I decided to experiment with retraining the lens of the .  An agential realism approach recognises practices of making as boundary-making. In this example of laser cutting and its associated production of borders, the lens dictates “what matters and what is excluded from mattering” (Barad 2007, p. 148). This process saw my material engagement with the machine choosing parameters and positioning the print. This was a process involving cuts, cuts that do violence. They open up and rework the agential conditions of possibility.

 

Moveable Type     (laser-cut paperback books)                                    

Through the residency, in exploring the revolutionary potential of CNC making in light of past technical innovations, I starting thinking about revolutions in printing. this lead me to consider the moveable type printing press. I wanted to reference the parallels between this technology and the rhetoric surround the potential of laser cutter to transform our lives. I decided to experiment with chance to access type from a text, paperback novels I found in the antique shop where I had found the photograph.

 

The stuff of Additivism   (BioFila, Glowfill, and abs filaments, test-tubes, laser-cute acrylic test-tube holders)                        

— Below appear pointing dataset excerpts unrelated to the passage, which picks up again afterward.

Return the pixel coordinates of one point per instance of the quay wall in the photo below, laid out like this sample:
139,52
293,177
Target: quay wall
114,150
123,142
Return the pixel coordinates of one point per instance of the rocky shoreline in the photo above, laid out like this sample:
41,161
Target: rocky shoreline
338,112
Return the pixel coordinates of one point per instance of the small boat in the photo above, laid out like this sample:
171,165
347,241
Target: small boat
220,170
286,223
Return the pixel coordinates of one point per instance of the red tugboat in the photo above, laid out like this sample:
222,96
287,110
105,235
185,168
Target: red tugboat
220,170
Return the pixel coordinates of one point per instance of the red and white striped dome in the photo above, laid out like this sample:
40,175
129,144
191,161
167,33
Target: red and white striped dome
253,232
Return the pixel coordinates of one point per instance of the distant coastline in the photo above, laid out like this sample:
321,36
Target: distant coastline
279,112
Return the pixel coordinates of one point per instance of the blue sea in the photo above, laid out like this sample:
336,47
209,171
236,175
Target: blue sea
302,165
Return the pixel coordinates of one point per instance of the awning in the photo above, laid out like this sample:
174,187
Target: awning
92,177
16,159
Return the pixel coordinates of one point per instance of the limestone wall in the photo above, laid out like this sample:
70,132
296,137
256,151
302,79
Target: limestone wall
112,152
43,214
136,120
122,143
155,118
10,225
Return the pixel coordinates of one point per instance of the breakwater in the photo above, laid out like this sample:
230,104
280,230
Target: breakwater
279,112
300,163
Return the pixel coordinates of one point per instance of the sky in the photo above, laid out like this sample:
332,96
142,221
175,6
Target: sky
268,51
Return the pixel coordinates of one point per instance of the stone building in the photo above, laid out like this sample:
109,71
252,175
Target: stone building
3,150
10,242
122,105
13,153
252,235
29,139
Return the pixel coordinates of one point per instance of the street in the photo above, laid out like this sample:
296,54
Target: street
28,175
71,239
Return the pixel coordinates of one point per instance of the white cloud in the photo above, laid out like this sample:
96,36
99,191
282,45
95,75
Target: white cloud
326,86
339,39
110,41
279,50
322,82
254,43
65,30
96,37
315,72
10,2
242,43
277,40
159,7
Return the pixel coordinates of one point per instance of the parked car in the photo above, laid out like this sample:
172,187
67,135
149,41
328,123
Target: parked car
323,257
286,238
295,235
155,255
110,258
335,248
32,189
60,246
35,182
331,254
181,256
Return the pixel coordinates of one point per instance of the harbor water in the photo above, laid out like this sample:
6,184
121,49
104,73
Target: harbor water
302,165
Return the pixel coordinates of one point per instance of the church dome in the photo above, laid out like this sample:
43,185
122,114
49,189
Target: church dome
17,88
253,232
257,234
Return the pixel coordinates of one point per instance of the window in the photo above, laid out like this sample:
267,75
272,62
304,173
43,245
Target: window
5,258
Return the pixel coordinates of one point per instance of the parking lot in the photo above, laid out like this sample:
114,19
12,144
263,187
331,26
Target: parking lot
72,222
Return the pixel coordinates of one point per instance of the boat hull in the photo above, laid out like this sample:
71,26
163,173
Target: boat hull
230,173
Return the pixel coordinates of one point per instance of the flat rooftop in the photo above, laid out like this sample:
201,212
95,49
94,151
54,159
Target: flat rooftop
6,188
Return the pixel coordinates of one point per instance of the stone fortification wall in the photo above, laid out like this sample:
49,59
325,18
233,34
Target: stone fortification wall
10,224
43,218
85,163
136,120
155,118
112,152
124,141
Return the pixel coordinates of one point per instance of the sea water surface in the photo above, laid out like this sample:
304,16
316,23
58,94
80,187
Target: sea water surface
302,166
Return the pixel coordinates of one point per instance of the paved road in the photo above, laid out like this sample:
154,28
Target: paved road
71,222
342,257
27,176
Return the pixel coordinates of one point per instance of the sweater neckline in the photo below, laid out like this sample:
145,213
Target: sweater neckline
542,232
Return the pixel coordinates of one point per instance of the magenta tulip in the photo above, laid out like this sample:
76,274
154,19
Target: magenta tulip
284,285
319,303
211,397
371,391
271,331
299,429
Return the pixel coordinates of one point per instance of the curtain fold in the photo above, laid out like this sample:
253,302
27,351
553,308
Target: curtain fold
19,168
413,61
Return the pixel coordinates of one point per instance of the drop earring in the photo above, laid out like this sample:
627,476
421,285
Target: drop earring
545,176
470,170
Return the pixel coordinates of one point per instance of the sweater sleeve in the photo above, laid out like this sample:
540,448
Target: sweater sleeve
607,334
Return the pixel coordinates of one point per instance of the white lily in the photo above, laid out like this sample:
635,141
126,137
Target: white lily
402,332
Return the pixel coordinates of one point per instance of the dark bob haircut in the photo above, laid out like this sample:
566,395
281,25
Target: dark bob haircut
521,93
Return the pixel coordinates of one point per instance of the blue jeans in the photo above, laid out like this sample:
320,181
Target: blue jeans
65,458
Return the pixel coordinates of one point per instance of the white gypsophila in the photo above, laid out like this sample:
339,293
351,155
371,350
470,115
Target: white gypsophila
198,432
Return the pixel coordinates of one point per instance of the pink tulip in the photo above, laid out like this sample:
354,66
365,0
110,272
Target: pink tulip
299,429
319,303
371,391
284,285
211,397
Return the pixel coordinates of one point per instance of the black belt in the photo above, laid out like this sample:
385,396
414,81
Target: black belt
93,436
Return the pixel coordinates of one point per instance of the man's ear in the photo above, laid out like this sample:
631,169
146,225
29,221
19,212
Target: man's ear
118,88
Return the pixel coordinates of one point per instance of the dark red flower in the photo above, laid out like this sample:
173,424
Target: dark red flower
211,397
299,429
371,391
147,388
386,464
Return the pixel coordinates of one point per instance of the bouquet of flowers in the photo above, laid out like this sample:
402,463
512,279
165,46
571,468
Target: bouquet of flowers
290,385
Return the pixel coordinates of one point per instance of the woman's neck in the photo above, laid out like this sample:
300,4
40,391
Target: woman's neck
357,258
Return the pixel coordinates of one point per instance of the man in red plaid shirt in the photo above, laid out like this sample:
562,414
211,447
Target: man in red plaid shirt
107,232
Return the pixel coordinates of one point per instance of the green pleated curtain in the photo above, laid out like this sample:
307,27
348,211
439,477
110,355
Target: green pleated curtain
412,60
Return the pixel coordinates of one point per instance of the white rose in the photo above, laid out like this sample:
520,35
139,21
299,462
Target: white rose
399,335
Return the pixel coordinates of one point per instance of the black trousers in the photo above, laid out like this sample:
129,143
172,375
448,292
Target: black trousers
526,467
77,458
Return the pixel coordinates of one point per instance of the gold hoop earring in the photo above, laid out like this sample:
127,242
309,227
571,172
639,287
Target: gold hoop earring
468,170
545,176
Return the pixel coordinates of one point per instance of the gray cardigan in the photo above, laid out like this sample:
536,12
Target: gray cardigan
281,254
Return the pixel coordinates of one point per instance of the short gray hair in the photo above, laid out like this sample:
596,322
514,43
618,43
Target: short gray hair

Following the residency I am left wondering how to acknowledge the web of bodies that made this work possible. While I figure this out I can only pay gratitude to those Thingaverse and Instructables contributors who generously made their files available for use as well as those owners of the body parts that these files were based on. The FabLab Northern Ireland team, particularly Steven and Kerry in Belfast, and Declan, Paul and Rachel in Derry who helped my ideas manifest both before and after the residency. And particular thanks go to Gustavo, Violeta and Elio at Ultralab, and Javier and Daniel at Medialab Prado for enabling my explorations to be so supported and fruitful.